Accused rural Little Falls shooter Byron Smith posted bail Tuesday and was released from Morrison County Jail much to the dismay of his alleged victims’ family.
Smith is accused of shooting and killing two Little Falls teens, Nick Brady, 17, and Haile Kifer, 18, Thanksgiving Day when the pair allegedly attempted to burglarize Smith’s rural Little Falls home.
Smith’s conditional bail was reduced Monday in a Morrison County District Court from $1 million dollars bond or $100,000 cash to $500,000 bond or $50,000 cash.
Brady’s grandmother, Bonnie Schaeffel, spoke out for the first time Tuesday.
Schaeffel was present at Smith’s bail reduction hearing Monday with several family members of the teens. Schaeffel said the family is not happy about Smith’s release on bail.
“In my opinion, this man committed a vigilante style killing of two kids,” Schaeffel said, pointing out the shooting happened in broad daylight Thanksgiving Day. “He knew they were kids.”
Schaeffel said attending the hearing Monday was difficult for the family as they sat two rows away from the accused killer of her grandson and his cousin and listened to Assistant District Attorney Todd Kosovich give a detailed account of the audio surveillance taken from Smith’s home.
“It was devastating,” Schaeffel said. According to search warrants obtained by the Morrison County Sheriff’s department, the audio surveillance installed by Smith before the shooting recorded the sounds of the gunshots as they happened.
Schaeffel pointed out that Smith’s attorney Steven Meshbesher asked the court to uphold Smith’s right to a fair trial.
“There is a presumption of innocence,” Meshbesher told the court Monday.
Schaeffel said she only wished Smith had extended the same grace to Brady and Kifer. “We don’t have the death penalty for theft in this country,” she said. “They should have been prosecuted and there should have been consequences.” Schaeffel did not deny Brady and Kifer may have been in Smith’s home illegally, but pointed out that, like Smith, they had no prior criminal records. “They had a right to their day in court,” said Smith, who believes any charges filed against Brady and Kifer would have been misdemeanor charges.
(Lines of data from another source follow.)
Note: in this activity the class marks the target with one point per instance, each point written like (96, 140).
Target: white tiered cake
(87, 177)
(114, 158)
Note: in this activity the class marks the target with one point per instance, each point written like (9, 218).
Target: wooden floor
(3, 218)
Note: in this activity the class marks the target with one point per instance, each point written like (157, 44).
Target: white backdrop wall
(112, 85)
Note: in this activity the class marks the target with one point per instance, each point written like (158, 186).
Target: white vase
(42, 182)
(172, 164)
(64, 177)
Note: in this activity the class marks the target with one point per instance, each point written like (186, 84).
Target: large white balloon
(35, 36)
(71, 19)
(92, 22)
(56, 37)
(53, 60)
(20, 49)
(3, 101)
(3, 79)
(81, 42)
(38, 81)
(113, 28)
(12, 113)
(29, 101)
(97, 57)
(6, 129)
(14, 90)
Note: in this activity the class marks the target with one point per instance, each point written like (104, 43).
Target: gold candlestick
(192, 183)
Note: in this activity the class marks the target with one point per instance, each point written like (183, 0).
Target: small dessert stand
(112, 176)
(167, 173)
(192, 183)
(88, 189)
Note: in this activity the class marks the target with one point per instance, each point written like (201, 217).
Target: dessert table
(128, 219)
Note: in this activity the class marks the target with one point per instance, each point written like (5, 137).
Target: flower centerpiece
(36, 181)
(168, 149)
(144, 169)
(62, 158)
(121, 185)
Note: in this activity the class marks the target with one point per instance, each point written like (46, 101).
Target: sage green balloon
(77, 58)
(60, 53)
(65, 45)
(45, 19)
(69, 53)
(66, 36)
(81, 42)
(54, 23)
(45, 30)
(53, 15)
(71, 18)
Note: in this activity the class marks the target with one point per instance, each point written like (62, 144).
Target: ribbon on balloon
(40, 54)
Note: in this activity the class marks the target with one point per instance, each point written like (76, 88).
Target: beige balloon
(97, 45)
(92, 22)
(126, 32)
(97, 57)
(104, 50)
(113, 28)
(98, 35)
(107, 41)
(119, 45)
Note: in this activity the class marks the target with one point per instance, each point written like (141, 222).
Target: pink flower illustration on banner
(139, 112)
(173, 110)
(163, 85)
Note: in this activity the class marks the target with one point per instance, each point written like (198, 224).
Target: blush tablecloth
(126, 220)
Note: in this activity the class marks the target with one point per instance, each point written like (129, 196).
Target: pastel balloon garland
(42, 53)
Schaeffel said she is a proponent of gun rights and a homeowner’s right to protect their property, but felt Smith had gone far beyond what Minnesota law considers self-defense. “I support those things, but they have laws around them,” she said. “He could have handled it so many other ways.”
Brady and Kifer were not armed when they entered Smith’s residence. “They didn’t stand a chance,” Schaeffel said.
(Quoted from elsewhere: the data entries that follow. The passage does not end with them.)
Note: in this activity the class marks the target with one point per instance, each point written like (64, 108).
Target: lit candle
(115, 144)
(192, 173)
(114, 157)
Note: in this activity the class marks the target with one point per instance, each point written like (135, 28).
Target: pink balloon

Smith’s lawyer Steven Meshbesher confirmed from his Minneapolis office Smith was released Tuesday after he posted the conditional bail set by the Morrison County court.
“He fulfilled his legal obligation for release and he was released,” Meshbesher said in a phone interview.
Meshbesher said he didn’t have any comment on the bail reduction hearing Monday. “The hearing speaks for itself,” Meshbesher said. “I made my comments in the courtroom.”
Meshbesher told the court Monday the comments made by Kosovich were dramatic and inappropriate for a court of law.
Meshbesher said Tuesday he felt the judge, under the circumstances did a good job. “It’s a tough situation,” Meshbesher said.
Meshbesher would not comment on the possibility of a change of venue for the case. “I will deal with that issue when it arises,” Meshbesher said, adding it would not be something he would discuss with the media first.
The Morrison County district attorney’s office did not return calls for comment.
Schaeffel said she knows it will difficult to listen to the details of the Thanksgiving Day shooting, but she intends to attend Smith’s trial when it begins. “We’ll be there as often as we can be there,” she said. “It will be hard, but this level of hard we can go through.”